The division of work between the various local/national organizational units and the parent company, how decision-making, planning and operations functions are organized and followed up through various reporting and follow-up systems, as well as application of global contracts, are factors which are very interesting to study in light of national framework conditions for activities on the Norwegian shelf.

Common features
Cross-border business units are characterized by a combination of national operative responsibility (including HSE) and cross-border cooperation, transfer of experience and knowledge development. The national operative responsibility lies with a national business unit.

The operations organizations are, with one exception, linked to the respective licenses co-located with the national administrative headquarters. Operative decision-making authority and responsibility lies with the national unit. In this respect, the new organization form does not represent a change.

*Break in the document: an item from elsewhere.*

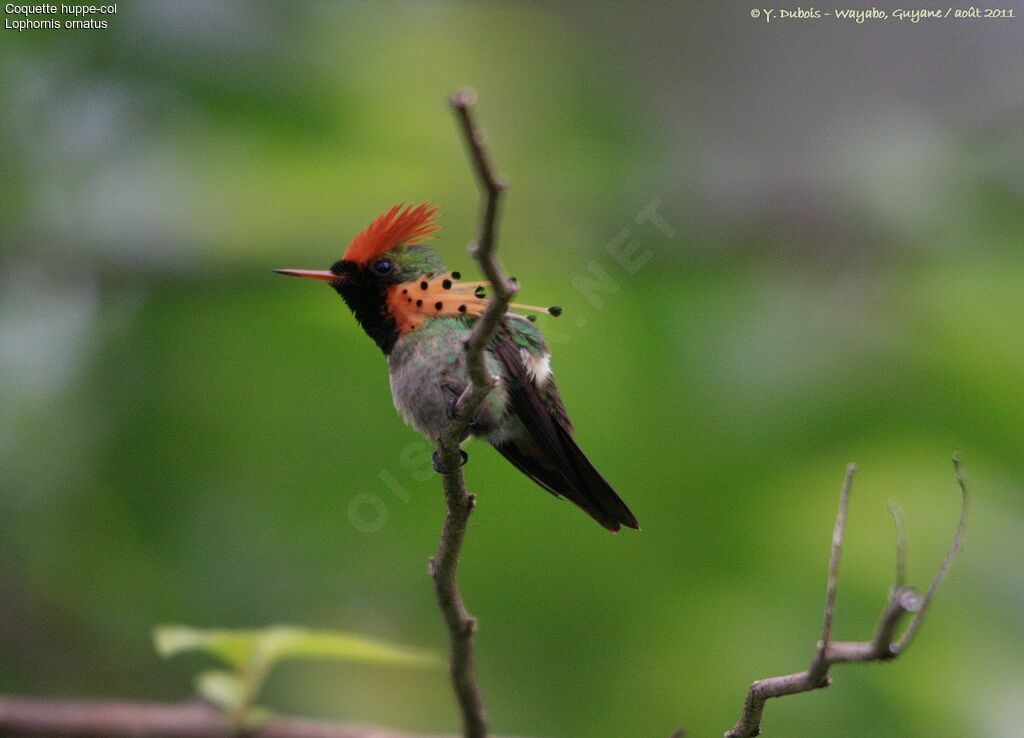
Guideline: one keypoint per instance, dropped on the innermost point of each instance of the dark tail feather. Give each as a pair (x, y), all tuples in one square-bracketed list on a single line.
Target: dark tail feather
[(574, 477)]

The most important changes that follow from cross-border organizations are largely linked to the exploitation of functional expertise and cooperation in new organization forms. This further entails that core personnel functionally report across national borders in a regional context, so that the companies have more flexibility in exploiting their resources within a region.

Core personnel are given greater autonomy in their roles in order to support the various organizational units with the necessary expertise.

The management functions in the national units have both national and international responsibilities. The primary regional responsibility for various functions can be found both inside and outside of Norway.

Regulatory comprehension
The report discusses several actual and potential challenges associated with cross-border organization of the activities. At the same time, the report confirms that international companies operating on the Norwegian shelf generally emerge as being professional in terms of how they safeguard local regulatory requirements in their approach to regionalization.

All of the companies that participated in the audit are clearly aware of their responsibility in relation to Norwegian HSE regulations and the ground rules in Norwegian working life. The audit did not reveal specific ambiguities as regards how the Norwegian HSE regulations are handled. Our main impression is that relevant factors in this connection are communicated and understood.

However, the companies did place different emphasis on various aspects of cross-border organization and relations between the global, regional and national organization levels. There were also substantial differences in presentation, documentation, work methodology and follow-up.